Here, we will review how to make basic components from CMOS.  Our basic building blocks are nFETs and pFETs.  Let's start with the former:


(These figures are from Digital System Deisgn, J. P. Uyemura, unless cited otherwise.)  In all this discussion, G = Gate, S = Source, D = Drain.  It is the value of the voltage between the Gate and the Source, VGS or we sometimes use the opposite polarity VSG, that controls the behavior of a FET. 

Above we see how current flows through an nFET.  When the VGS input is low, the device is off, i.e., it acts like an open circuit.  When VGS is high, the device is on, and acts like a short.  You will have a chance to learn the physics of how it does this in another class.  For now, consider it magic. 

The main point is that this is a voltage-controlled switch.  Just like a light switch can be turned on and off, you can turn this switch on and off by applying a voltage to the VGS input.  To make this point completely clear, we redraw the nFET as a switch model:



Whenever you see a circuit with elements like in Figure 6.5, you can imagine them as in 6.6.  Switches like these are the building blocks of our logic gates.

We could stop at this point and build logic devices just from the switches in Figure 6.6, but we don't.  The reason for this is that nFETs have a strong logic zero but a weak logic 1.  We can see this by considering Figure 6.5 (b).  If we tie the S in the figure to Ground, then the short created by the FET means that the voltage at D is also low.  Since the circuit is a short, nothing we do at D will change that.  So, when G = 1, the output voltage is a strong logic 0.

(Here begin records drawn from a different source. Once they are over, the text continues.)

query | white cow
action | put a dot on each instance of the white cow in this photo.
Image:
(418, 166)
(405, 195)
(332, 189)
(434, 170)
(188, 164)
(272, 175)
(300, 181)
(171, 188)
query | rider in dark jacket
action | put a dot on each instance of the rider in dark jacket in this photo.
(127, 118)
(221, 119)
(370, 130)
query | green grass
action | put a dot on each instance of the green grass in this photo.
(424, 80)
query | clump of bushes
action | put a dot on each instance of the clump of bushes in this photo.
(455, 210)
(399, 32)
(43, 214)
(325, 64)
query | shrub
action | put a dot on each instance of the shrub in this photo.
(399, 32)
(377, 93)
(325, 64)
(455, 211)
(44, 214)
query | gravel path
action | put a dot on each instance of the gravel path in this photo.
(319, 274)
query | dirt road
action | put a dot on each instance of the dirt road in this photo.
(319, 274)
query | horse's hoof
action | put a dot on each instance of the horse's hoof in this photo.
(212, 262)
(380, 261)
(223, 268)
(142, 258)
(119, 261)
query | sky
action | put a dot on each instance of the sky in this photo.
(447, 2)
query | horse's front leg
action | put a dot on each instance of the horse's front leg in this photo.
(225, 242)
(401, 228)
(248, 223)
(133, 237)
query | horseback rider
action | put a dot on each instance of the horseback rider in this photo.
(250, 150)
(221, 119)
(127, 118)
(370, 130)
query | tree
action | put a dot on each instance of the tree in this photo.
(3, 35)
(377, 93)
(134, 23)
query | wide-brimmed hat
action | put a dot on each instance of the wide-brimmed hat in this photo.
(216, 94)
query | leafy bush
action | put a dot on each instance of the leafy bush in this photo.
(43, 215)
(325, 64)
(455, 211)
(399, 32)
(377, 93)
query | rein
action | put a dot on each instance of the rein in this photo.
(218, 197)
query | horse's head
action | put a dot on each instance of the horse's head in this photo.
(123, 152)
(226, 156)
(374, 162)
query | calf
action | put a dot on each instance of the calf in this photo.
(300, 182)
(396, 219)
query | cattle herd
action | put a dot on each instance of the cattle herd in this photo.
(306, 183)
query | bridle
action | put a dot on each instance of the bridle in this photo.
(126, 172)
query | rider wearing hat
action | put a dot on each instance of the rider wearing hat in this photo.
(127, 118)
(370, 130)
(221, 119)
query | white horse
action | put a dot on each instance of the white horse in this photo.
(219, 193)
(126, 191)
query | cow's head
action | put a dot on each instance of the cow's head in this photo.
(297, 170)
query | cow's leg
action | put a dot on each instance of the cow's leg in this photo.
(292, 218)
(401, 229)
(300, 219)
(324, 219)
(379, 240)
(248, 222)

Therefore, we would like a device that does the opposite: has a strong logic 1 and a weak logic 0.  For this we use the pFET, pictured below:



This acts logically opposite to the nFET, so the diagram differs only in the inverter bubble near G, and the voltage difference is written in the opposite direction.  That is, where we had VGS before, now we have VSG.  So, Figure 6.9 (a) has current flowing from S to D (drawn "upside down" in comparison with the nFET).  When we see the inverter, later, we shall see that the short is to high voltage instead of to ground.  (That is why the pFET is drawn "upside down").  This is a very important point because it is necessary to understand the switch model below:


It really would be better if Figure 6.11 were drawn upside down, and the direction of current flow in 6.11 (a) were reversed.  You can redraw (or imagine) the circuit this way if you prefer.  For the pFET, VSG  = VDD - G , so that Figure 6.9 (a), where  VSG  = VDD, could be rewritten as:

VSG  = VDD - G = VDD - 0   = VDD .  That is, this corresponds to Figure 6.11 (a) where G = 0.  Similarly, for Figure 6.9 (b),

VSG  = VDD - G = VDD - VDD   = 0.   Thus, G in Figure 6.9 (b) is a high voltage, or logic 1, and matches the G = 1 in Figure 6.11 (b).

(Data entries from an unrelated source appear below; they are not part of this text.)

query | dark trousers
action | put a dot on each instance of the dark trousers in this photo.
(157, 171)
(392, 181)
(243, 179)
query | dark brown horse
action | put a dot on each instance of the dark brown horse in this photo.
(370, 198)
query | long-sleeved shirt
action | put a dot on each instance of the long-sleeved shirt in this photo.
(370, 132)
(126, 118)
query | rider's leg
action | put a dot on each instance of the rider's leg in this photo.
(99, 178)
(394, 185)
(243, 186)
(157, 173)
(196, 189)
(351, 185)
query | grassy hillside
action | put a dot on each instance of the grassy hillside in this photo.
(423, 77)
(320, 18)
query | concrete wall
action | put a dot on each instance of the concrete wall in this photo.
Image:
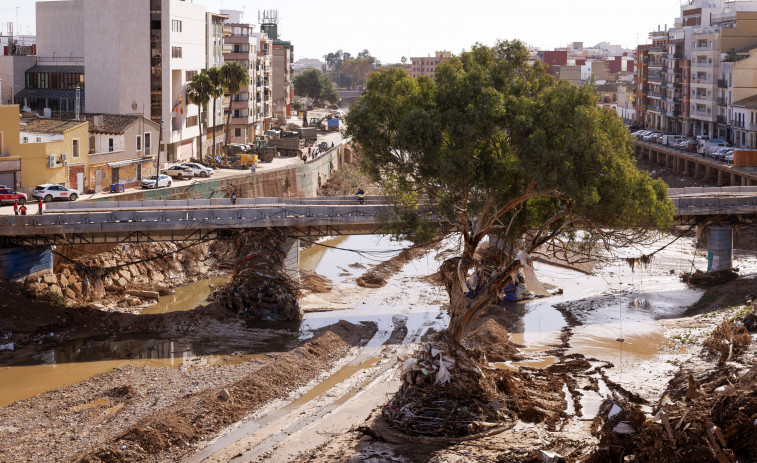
(60, 29)
(12, 73)
(117, 56)
(301, 180)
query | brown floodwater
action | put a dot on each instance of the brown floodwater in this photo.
(187, 297)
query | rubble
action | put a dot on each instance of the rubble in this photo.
(260, 288)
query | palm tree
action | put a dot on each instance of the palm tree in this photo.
(233, 75)
(214, 74)
(199, 90)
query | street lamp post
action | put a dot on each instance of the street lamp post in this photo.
(157, 162)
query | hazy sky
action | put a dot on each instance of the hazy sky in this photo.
(391, 29)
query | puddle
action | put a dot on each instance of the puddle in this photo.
(187, 297)
(80, 360)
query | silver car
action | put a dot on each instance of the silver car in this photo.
(51, 191)
(163, 181)
(198, 170)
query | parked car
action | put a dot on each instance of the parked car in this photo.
(198, 170)
(163, 181)
(672, 140)
(9, 195)
(690, 146)
(728, 157)
(179, 171)
(51, 191)
(719, 153)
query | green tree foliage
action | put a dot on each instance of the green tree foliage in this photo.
(313, 84)
(496, 146)
(199, 91)
(348, 71)
(214, 74)
(233, 76)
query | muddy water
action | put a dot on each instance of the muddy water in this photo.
(80, 360)
(187, 297)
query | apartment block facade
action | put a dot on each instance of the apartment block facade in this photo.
(137, 55)
(426, 66)
(685, 77)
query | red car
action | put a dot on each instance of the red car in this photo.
(10, 196)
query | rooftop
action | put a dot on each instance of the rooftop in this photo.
(50, 126)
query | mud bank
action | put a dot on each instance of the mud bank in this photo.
(159, 414)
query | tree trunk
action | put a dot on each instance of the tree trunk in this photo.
(228, 119)
(214, 127)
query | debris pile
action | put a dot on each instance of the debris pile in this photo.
(703, 279)
(710, 424)
(449, 397)
(260, 288)
(729, 340)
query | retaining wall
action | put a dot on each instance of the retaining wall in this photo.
(300, 180)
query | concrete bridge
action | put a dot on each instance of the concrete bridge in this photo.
(83, 223)
(695, 165)
(191, 220)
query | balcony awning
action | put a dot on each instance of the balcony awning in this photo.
(129, 162)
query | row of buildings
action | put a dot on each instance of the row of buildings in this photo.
(699, 77)
(110, 59)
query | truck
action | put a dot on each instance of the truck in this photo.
(307, 133)
(287, 144)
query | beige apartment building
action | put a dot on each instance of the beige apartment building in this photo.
(137, 56)
(427, 66)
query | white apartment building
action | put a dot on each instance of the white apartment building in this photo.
(138, 56)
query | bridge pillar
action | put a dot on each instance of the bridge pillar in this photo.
(291, 249)
(719, 248)
(18, 264)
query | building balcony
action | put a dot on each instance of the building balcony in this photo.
(238, 56)
(240, 104)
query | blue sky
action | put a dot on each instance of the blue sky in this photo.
(391, 29)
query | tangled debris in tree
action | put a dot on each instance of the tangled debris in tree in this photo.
(259, 288)
(446, 397)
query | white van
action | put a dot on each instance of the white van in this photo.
(672, 140)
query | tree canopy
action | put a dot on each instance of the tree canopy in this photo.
(313, 84)
(496, 146)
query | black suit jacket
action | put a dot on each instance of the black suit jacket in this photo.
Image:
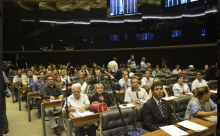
(94, 79)
(118, 74)
(152, 116)
(211, 73)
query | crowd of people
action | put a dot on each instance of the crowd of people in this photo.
(90, 84)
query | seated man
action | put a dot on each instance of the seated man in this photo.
(64, 77)
(156, 111)
(17, 79)
(165, 71)
(81, 79)
(87, 87)
(39, 86)
(52, 92)
(106, 83)
(97, 78)
(177, 70)
(80, 102)
(186, 77)
(198, 81)
(156, 72)
(147, 81)
(125, 82)
(134, 93)
(190, 70)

Now we can look at the CMOS pieces put together in an inverter.  See Figures 6.15 and 6.16 below:



Figure 6.15 shows the inverter, and 6.16 shows it at work.  We are using nFETs and pFETs in a Complementary manner.  In fact, that is the "C" in CMOS.  This way, we get both strong logic 1 and 0 states.  If we leave off the pFET, we have exactly the quasibidirectional device from page 22 of our T.W. Schultz text. 


Complementary use of nFETs and pFETs is also done on more complicated gates.  We can see the building blocks for this in Figures 6.18 and 6.19:

As you can guess from these figures, it is possible to use FETs in series and parallel (Complementary) combinations to make AND and OR gates.  However, NAND and NOR gates are actually simpler.  To see that, consider the NAND gate:


Here, the nFETs are in series and the pFETs are in parallel.  Therefore, if A and B are both 1, then the nFETs are both on, and we have a strong 0 (short to ground).  Otherwise, at least one of the pFETs in parallel will be on, and we will have a strong 1 (short to VDD). 

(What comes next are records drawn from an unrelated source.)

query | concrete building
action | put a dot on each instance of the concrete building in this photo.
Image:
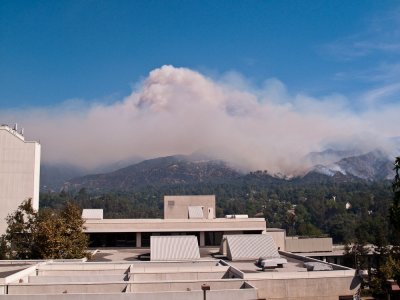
(19, 172)
(183, 215)
(129, 278)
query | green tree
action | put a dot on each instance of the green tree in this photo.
(50, 234)
(20, 231)
(393, 263)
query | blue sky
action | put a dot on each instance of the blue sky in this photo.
(258, 83)
(52, 51)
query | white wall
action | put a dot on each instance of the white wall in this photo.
(19, 173)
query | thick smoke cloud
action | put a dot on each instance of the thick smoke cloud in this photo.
(180, 111)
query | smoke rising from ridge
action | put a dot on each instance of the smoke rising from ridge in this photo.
(180, 111)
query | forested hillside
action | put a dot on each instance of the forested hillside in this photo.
(344, 207)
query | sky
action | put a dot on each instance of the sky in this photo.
(258, 83)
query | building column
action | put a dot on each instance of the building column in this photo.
(138, 239)
(202, 239)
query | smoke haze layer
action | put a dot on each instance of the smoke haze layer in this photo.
(181, 111)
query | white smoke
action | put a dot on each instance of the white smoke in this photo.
(180, 111)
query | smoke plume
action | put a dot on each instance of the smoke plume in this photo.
(180, 111)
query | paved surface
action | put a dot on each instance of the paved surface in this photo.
(6, 270)
(131, 254)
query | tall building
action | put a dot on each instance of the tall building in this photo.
(19, 172)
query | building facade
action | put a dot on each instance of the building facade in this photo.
(19, 172)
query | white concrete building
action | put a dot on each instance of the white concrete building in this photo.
(19, 172)
(183, 215)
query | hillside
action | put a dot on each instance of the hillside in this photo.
(169, 170)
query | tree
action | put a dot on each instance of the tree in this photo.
(50, 234)
(395, 208)
(394, 261)
(20, 231)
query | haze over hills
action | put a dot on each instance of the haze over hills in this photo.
(192, 169)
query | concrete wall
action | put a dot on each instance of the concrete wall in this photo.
(164, 276)
(77, 278)
(176, 207)
(19, 172)
(295, 244)
(155, 287)
(174, 225)
(303, 288)
(242, 294)
(59, 288)
(278, 235)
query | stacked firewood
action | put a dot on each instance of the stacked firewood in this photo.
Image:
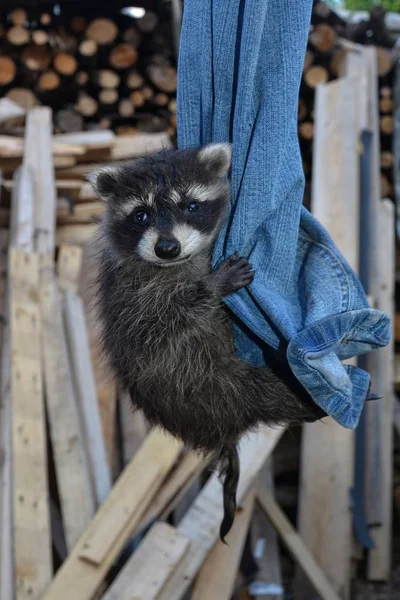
(330, 37)
(94, 72)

As you can imagine, a NOR gate would have the nFETs in parallel and the pFETs in series.  Making AND gates and OR gates just involves putting the inverter circuit of Figure 6.15 on the output.  From this, we can build more complicated circuits.

You can easily build any SOP or POS logic device from all NAND gates and all NOR gates, respectively.  (We'll review this in class.)  You can also build sequential logic devices that way as well.  To see this, consider this example:

With an extra inverter, we could make this into a D flip flop, and with minor complications, we could make it clocked, edge triggered, master-slave, etc.  Even simpler is a basic SRAM element:

which is similar to the SR latch in function.  We get to input and read it with the following modifications:

and can combine them into memory arrays as well.

Anything you want to build is a combination of simple sequential logic elements, memory, and combinatorial logic, plus bus lines for communication.  So, your CpE 111 course, in combination with CpE 213, truly bring you "From CMOS to C Code!"